Mechanical valves have a proven safety record. Over 30 years, the ball valve has experienced fewer than a dozen structural failures. The tilting‑disk shows <1 % failure after 15 years, and bileaflet valves have reported only a handful of issues to the FDA. In the early 2000s, a single manufacturer recalled silver‑coated valves due to a 2 % leakage rate; overall, less than 50 failures have occurred among nearly one million valves in service.
Today, roughly 265,000 prosthetic valves are implanted worldwide each year, generating a market valued at over $700 million. Mechanical valves constitute about 60 % of this volume, with a market worth of $400 million. Over two million mechanical valves have been implanted globally in recent decades.
Raw Materials
Typical mechanical valves are constructed from titanium, graphite, pyrolytic carbon, and polyester. Titanium forms the robust outer housing and lock rings. Graphite coated with pyrolytic carbon creates the bileaflet leaflets, while the inner ring is 100 % pyrolytic carbon, often impregnated with tungsten for radiopacity. The sewing cuff, attaching the valve to the heart, is made from double‑velour polyester.
Titanium is chosen for its strength and biocompatibility. Outer rings are machined from bar stock by third‑party suppliers. Polyester tubes are deburred to remove surface imperfections. The pyrolytic carbon layer is deposited by vaporizing hydrocarbons (usually methane) at 3,272–4,172 °F (1,800–2,300 °C) in a high‑temperature chamber, producing a dense, crack‑resistant film.
Manufacturing Process
- Majority of components are sourced from specialized suppliers; the polyester cuffs are sewn in‑house.
- Assembly occurs in ISO‑clean rooms to prevent contamination. Leaflets are secured to the inner ring, then placed into the housing.
- Concurrent cuff production uses a pressurized heating step that shapes the cuff around the valve at several hundred degrees. The finished valve is mounted on a surgical rotator assembly.
Assembly
- Clean‑room assembly ensures sterility. Leaflets are attached to the inner ring, which is then seated in the outer housing.

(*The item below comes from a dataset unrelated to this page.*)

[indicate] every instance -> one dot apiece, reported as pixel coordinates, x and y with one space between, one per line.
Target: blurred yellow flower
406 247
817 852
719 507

- During cuff fabrication, the valve is formed within a heated chamber. The completed valve is fitted to a rotator handle for surgical delivery.
Sterilization and Packaging
- Post‑assembly, valves undergo steam sterilization at 270 °F (132 °C) for at least 15 minutes. A biological indicator confirms sterility by verifying absence of viable organisms.
- Each valve is individually encased in a double plastic container, then boxed for shipping.
Quality Control
Every component undergoes visual, dimensional, and functional inspection before assembly. Rings are measured and matched to leaflets to ensure a perfect fit. Microscopic analysis detects scratches or micro‑defects, with up to 50 inspections during the assembly line.
Proof testing applies controlled pressure to assess structural integrity. Acoustic emission monitoring captures subtle cracks, enabling rejection of sub‑standard valves. Final packaging is verified for accurate labeling.
Byproducts and Waste
Stringent QC minimizes scrap. Recyclable materials are reclaimed where possible, and defective parts are returned to suppliers. Chemical waste from cleaning solutions is disposed of according to safety regulations.
The Future
Ongoing research aims to eliminate thromboembolic risk inherent to mechanical valves. Advanced computational modeling and surgical techniques are refining orifice geometry to reduce turbulence and shear stress. Material innovations—such as ultra‑strong, thin‑wall alloys—allow for reduced valve height and improved hemodynamics.
Minimally invasive approaches are being developed, shrinking incisions from 12 in (30 cm) to 3–4 in (8–10 cm). Manufacturing efficiencies are expected to rise with automation and additive manufacturing.
Emerging concepts include flexible polymer valves that mimic natural dynamics without requiring anticoagulation, and patient‑specific valves engineered from autologous cells. While promising, these technologies may take decades before clinical deployment.